ABSTRACT
Every three days an Australian child is born with childhood dementia, a rare genetic disease that describes over 100 different conditions.
In this panel session, you will hear from three experts across practice, research & advocacy who will share stories of how we can make a difference in the lives of children living with dementia and the families who support them.
PRESENTER BIO
Dr Ineka Whiteman is the Head of Research and Medical Affairs at BDSRA Australia, a not-for-profit organisation providing family support, education and research funding for Batten disease, one of the most common childhood dementias.

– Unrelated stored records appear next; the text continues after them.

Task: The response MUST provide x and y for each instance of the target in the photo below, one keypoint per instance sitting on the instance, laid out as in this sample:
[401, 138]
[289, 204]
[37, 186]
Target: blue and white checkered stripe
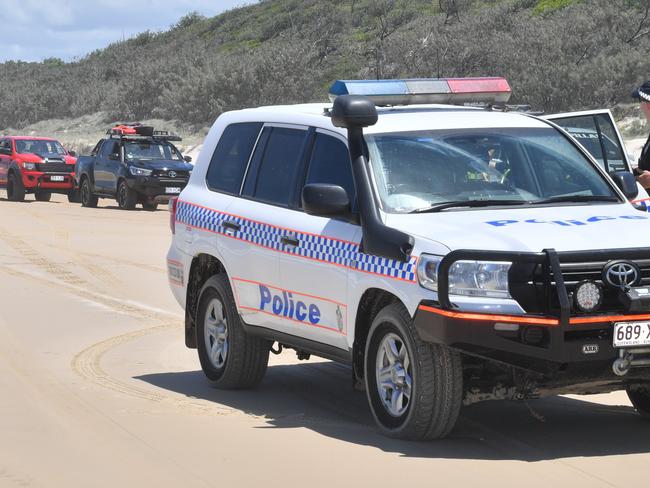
[321, 248]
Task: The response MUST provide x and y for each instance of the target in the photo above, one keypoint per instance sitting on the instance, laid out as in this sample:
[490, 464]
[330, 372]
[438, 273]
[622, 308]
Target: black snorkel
[354, 113]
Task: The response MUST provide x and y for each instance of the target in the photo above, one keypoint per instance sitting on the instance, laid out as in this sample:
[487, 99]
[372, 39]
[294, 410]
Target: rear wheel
[229, 357]
[640, 398]
[126, 198]
[15, 188]
[86, 194]
[43, 196]
[414, 388]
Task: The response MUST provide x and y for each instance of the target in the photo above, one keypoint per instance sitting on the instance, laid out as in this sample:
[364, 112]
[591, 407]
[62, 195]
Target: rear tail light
[173, 204]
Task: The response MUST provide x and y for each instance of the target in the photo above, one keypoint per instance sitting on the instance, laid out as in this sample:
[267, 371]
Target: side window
[330, 163]
[96, 149]
[613, 150]
[230, 158]
[278, 169]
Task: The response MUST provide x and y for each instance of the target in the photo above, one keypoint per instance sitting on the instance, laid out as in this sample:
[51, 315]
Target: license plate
[631, 334]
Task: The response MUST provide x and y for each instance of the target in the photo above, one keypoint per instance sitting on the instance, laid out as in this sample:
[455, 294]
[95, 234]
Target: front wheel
[229, 357]
[43, 196]
[15, 188]
[414, 388]
[73, 196]
[86, 194]
[640, 398]
[126, 197]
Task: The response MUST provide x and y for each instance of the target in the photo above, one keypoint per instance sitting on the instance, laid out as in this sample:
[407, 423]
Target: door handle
[229, 225]
[289, 241]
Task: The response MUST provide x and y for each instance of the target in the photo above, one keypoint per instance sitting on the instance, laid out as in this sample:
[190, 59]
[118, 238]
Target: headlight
[468, 278]
[135, 171]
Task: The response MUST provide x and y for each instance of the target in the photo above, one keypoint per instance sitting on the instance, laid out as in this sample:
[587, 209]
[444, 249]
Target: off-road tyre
[86, 196]
[436, 380]
[247, 356]
[43, 196]
[640, 398]
[15, 188]
[127, 198]
[74, 196]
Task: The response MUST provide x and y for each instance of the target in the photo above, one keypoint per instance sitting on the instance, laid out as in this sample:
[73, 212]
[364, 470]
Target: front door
[596, 131]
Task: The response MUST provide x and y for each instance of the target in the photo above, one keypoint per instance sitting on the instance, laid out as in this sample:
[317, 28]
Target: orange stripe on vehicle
[521, 319]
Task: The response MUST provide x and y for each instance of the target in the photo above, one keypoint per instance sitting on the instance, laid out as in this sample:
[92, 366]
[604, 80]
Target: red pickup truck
[37, 165]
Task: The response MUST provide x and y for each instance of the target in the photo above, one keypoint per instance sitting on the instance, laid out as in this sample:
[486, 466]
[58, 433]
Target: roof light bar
[456, 91]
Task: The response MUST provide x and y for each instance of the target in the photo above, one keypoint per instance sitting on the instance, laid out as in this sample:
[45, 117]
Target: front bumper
[38, 180]
[155, 188]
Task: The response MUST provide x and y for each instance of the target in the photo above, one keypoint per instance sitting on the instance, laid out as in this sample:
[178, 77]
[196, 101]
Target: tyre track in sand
[87, 363]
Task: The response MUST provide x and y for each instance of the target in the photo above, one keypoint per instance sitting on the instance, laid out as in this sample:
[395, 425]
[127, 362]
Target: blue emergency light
[426, 90]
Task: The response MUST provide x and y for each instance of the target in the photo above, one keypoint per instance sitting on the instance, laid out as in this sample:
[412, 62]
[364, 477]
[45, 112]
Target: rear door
[596, 131]
[262, 220]
[315, 266]
[5, 158]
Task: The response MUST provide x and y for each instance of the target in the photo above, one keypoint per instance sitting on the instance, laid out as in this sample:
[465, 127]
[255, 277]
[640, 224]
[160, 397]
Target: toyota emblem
[621, 274]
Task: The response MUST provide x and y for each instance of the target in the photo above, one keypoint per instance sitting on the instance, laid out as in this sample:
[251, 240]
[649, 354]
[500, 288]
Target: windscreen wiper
[467, 203]
[577, 198]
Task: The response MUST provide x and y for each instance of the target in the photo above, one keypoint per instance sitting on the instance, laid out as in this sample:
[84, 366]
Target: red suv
[37, 165]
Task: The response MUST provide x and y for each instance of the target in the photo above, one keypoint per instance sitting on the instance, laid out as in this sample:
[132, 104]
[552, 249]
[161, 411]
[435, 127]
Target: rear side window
[279, 166]
[230, 158]
[330, 163]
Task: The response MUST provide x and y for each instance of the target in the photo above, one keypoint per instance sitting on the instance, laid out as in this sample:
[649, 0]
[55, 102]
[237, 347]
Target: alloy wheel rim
[393, 374]
[216, 333]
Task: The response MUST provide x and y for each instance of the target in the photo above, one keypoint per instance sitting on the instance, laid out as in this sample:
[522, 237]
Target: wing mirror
[626, 182]
[325, 200]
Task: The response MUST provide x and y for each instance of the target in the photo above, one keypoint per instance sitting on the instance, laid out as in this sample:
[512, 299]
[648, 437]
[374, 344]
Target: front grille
[165, 174]
[534, 287]
[55, 167]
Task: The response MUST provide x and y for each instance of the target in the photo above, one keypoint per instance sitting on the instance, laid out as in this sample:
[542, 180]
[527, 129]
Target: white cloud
[33, 30]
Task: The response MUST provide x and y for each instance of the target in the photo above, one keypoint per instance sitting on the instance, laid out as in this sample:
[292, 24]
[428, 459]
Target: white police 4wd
[449, 254]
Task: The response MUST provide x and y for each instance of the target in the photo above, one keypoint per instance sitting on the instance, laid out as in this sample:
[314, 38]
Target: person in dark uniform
[642, 172]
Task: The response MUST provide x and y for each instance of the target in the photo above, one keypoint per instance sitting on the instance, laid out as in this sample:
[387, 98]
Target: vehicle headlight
[135, 171]
[468, 278]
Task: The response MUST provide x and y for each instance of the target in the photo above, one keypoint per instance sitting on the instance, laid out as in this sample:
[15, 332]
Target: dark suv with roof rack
[133, 164]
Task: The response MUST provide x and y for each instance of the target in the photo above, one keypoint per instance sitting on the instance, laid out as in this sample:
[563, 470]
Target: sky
[33, 30]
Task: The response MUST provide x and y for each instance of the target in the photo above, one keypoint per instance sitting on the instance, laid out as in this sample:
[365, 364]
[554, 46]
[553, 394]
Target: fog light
[588, 296]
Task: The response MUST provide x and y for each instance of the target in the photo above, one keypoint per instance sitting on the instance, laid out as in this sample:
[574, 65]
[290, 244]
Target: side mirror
[626, 182]
[325, 200]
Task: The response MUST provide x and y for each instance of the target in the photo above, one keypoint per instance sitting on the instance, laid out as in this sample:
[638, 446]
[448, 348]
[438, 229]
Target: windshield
[415, 170]
[147, 150]
[40, 147]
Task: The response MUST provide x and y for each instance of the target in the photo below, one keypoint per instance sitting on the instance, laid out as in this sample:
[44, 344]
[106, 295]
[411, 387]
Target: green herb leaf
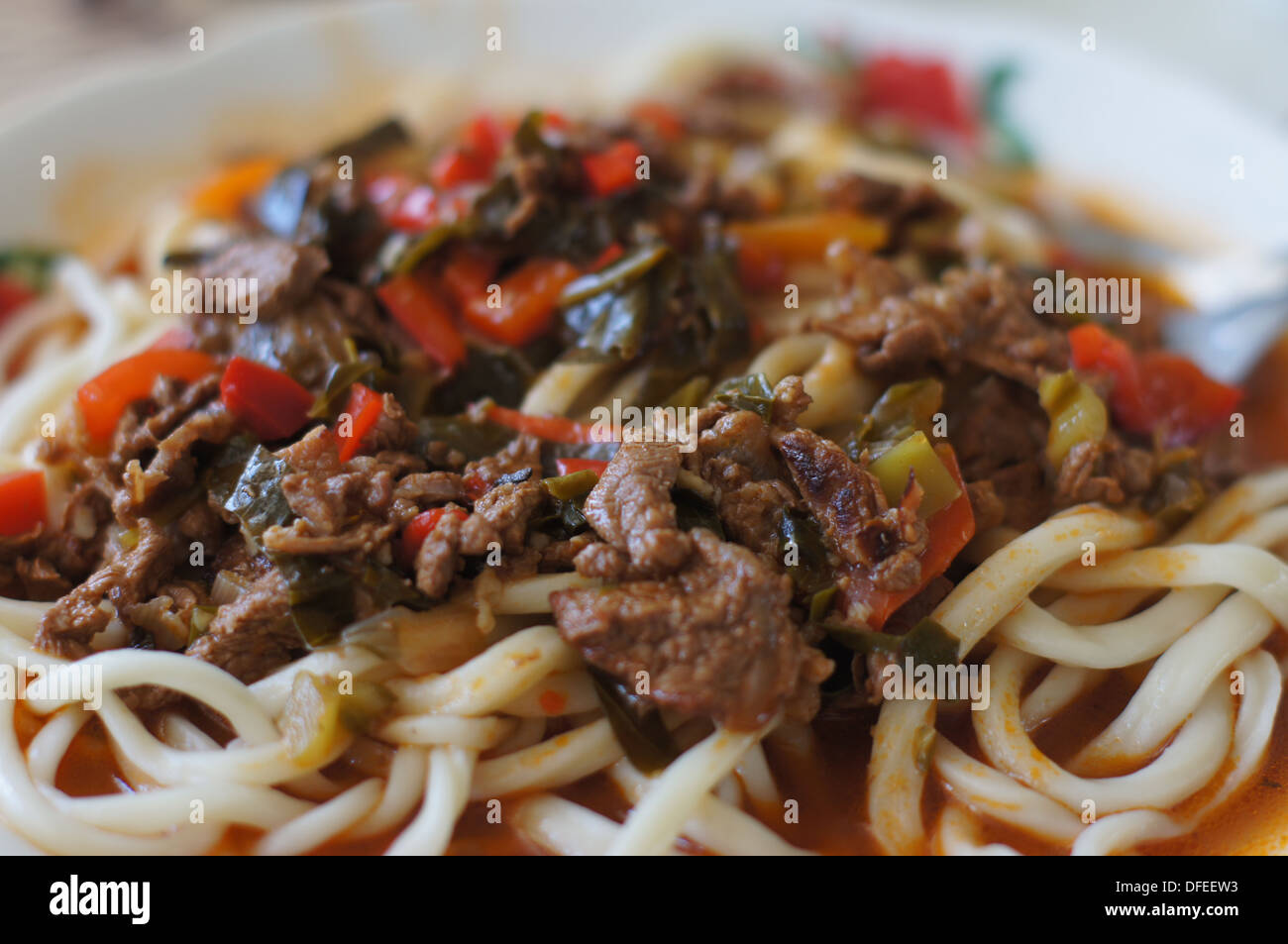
[636, 723]
[751, 391]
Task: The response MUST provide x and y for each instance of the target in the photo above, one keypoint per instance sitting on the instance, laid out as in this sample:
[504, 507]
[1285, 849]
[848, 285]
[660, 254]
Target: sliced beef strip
[254, 634]
[132, 577]
[393, 432]
[283, 273]
[984, 318]
[999, 424]
[501, 515]
[438, 558]
[26, 574]
[174, 467]
[735, 455]
[522, 452]
[304, 322]
[715, 639]
[339, 510]
[1107, 472]
[630, 507]
[851, 509]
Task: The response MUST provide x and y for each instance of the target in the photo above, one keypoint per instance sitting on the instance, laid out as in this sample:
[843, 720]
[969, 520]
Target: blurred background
[1239, 47]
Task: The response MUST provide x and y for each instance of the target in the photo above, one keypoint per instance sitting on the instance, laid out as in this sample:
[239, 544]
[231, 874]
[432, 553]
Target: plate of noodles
[548, 428]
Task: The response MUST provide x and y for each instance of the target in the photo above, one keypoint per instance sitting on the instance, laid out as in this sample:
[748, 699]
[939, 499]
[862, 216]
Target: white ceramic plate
[1096, 119]
[1103, 119]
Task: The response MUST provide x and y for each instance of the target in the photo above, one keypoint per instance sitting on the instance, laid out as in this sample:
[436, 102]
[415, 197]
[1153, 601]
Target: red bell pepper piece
[416, 307]
[1155, 389]
[664, 120]
[22, 501]
[467, 274]
[419, 527]
[922, 91]
[529, 296]
[104, 398]
[364, 408]
[555, 429]
[613, 168]
[270, 403]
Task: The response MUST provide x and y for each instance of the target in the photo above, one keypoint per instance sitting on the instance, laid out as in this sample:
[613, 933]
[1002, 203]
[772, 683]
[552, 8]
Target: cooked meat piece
[631, 509]
[1107, 472]
[752, 514]
[283, 273]
[1022, 491]
[559, 556]
[990, 510]
[523, 452]
[437, 561]
[143, 426]
[982, 318]
[790, 400]
[174, 467]
[1000, 424]
[253, 635]
[303, 322]
[393, 430]
[26, 572]
[339, 510]
[130, 578]
[851, 509]
[502, 517]
[430, 488]
[167, 616]
[737, 450]
[716, 639]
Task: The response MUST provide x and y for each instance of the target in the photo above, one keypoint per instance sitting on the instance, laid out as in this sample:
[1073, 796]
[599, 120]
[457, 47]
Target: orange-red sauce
[828, 785]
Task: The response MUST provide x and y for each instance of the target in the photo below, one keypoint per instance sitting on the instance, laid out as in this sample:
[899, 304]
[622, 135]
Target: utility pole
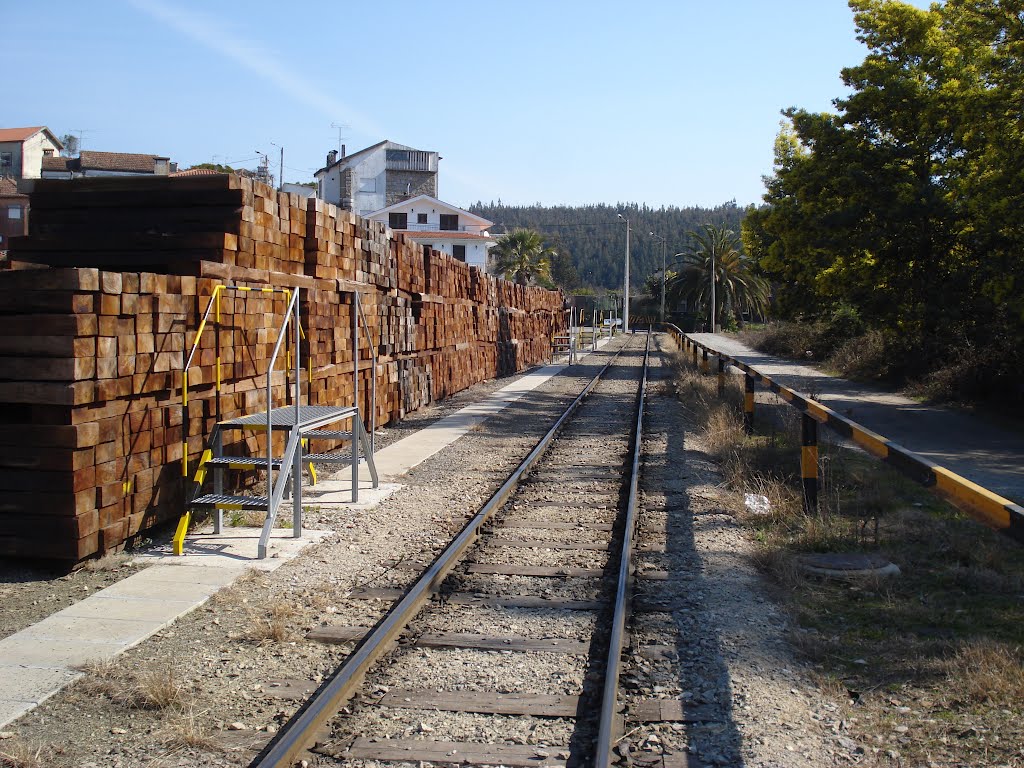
[281, 169]
[626, 288]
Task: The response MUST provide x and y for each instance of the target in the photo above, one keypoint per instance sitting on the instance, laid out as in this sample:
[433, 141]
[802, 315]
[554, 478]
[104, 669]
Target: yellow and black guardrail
[984, 505]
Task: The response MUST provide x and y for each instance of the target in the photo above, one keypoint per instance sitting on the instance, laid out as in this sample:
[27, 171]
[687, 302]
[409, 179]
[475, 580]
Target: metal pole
[297, 463]
[356, 419]
[626, 290]
[665, 255]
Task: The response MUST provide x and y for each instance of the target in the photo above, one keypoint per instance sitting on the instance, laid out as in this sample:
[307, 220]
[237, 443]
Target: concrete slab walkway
[38, 662]
[974, 449]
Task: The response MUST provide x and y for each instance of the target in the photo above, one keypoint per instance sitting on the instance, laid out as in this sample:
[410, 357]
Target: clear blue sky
[664, 102]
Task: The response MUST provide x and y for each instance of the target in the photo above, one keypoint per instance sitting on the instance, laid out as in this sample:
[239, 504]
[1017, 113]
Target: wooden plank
[463, 753]
[497, 601]
[532, 570]
[535, 705]
[497, 642]
[538, 544]
[669, 711]
[548, 525]
[341, 635]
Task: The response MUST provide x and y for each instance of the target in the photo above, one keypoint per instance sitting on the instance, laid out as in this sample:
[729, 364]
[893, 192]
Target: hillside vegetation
[897, 219]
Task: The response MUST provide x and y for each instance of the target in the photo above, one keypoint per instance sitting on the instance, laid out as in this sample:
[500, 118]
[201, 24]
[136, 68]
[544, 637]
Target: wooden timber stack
[105, 296]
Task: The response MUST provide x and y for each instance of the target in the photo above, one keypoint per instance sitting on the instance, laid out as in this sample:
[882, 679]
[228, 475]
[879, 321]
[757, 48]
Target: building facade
[105, 164]
[23, 151]
[441, 226]
[377, 177]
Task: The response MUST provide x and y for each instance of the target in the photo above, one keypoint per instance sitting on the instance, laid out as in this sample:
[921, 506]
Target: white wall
[33, 155]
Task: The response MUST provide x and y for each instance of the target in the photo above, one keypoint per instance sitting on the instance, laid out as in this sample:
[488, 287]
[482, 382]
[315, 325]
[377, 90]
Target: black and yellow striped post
[809, 462]
[749, 403]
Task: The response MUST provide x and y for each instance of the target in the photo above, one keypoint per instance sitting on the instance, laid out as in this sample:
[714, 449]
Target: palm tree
[522, 256]
[735, 288]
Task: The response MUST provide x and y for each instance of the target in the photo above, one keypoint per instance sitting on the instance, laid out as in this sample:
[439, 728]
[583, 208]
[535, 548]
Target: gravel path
[241, 663]
[986, 454]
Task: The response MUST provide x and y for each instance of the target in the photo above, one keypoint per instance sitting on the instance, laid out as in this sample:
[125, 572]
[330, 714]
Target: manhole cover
[847, 565]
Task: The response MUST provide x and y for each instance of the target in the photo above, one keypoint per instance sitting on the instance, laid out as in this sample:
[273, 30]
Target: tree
[522, 256]
[737, 289]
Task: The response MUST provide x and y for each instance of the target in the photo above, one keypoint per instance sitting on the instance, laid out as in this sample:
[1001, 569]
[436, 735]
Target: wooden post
[809, 462]
[749, 403]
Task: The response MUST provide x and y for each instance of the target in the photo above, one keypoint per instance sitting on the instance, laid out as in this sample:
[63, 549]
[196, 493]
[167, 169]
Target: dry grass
[113, 561]
[17, 754]
[988, 672]
[152, 688]
[937, 648]
[274, 626]
[186, 729]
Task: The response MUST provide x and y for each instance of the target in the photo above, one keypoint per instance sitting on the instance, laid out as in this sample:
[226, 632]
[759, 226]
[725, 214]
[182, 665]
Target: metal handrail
[213, 305]
[373, 383]
[985, 506]
[293, 306]
[339, 687]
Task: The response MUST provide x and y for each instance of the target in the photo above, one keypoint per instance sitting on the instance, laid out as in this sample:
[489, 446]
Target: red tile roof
[196, 172]
[442, 235]
[8, 188]
[118, 161]
[19, 134]
[55, 163]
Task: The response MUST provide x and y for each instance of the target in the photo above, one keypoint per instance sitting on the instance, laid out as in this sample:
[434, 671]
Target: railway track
[507, 648]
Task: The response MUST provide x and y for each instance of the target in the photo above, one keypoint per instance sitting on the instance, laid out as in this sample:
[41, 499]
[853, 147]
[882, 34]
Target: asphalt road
[975, 449]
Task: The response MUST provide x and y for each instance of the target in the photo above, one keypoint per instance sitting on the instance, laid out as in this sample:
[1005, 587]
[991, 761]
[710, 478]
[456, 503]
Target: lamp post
[626, 287]
[665, 253]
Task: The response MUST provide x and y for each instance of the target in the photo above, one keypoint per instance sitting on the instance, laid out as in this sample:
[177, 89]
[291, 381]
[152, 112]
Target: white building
[23, 150]
[378, 176]
[441, 226]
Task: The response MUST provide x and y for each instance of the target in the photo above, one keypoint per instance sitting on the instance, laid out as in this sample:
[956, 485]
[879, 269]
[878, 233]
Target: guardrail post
[749, 403]
[809, 462]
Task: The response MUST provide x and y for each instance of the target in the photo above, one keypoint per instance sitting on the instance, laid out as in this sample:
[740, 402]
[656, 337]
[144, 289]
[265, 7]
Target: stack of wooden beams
[91, 351]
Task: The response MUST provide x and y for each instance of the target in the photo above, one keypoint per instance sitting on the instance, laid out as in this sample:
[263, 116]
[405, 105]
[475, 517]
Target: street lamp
[626, 288]
[665, 251]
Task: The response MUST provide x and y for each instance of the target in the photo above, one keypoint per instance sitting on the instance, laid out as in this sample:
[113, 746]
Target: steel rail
[294, 737]
[609, 698]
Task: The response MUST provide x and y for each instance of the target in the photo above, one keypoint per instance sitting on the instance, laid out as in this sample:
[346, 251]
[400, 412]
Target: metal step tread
[308, 417]
[327, 434]
[226, 501]
[239, 462]
[332, 458]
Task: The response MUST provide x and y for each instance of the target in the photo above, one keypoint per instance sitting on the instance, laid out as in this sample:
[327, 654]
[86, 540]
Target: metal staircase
[301, 425]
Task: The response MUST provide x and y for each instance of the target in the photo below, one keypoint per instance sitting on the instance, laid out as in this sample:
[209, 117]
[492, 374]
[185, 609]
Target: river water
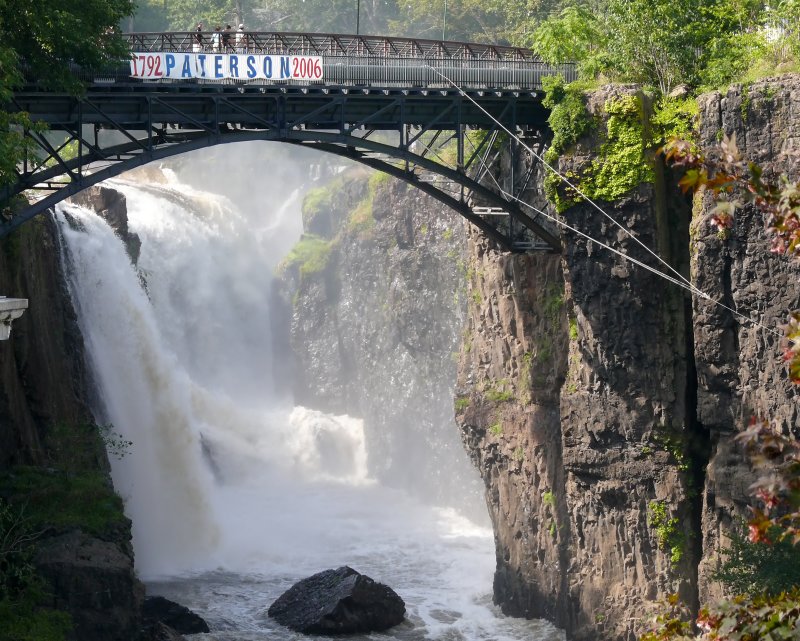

Megan Donnell is the founder and CEO of the Childhood Dementia Initiative. She is the mother of two children who have childhood dementia caused by Sanfilippo Syndrome.
Suzanne Nevin currently works as a researcher investigating the psychosocial impacts of paediatric neuro-genetic disease at the Sydney Children's Hospital, Randwick. She has a Bachelor of Psychology (Honours) and is currently undertaking her PhD with the Collaboration on Genetic Epilepsies and Neuorgenetics Sydney Children's Hospital Network (CoGENes) and the Behavioural Sciences Unit (BSU). Her PhD is focused on enhancing current understanding and identifying the key features of the psychosocial support needs of families affected with severe neuro-developmental epilepsies, as well as developing evidence-based resources to improve psychological outcomes.
Chair
Dr Mustafa Atee is a Research and Practice Lead (Team Leader) at The Dementia Centre/HammondCare. His PhD led to the development, validation, implementation and commercialisation of PainChek®, an artificial intelligence-powered pain assessment medical device for people living with dementia.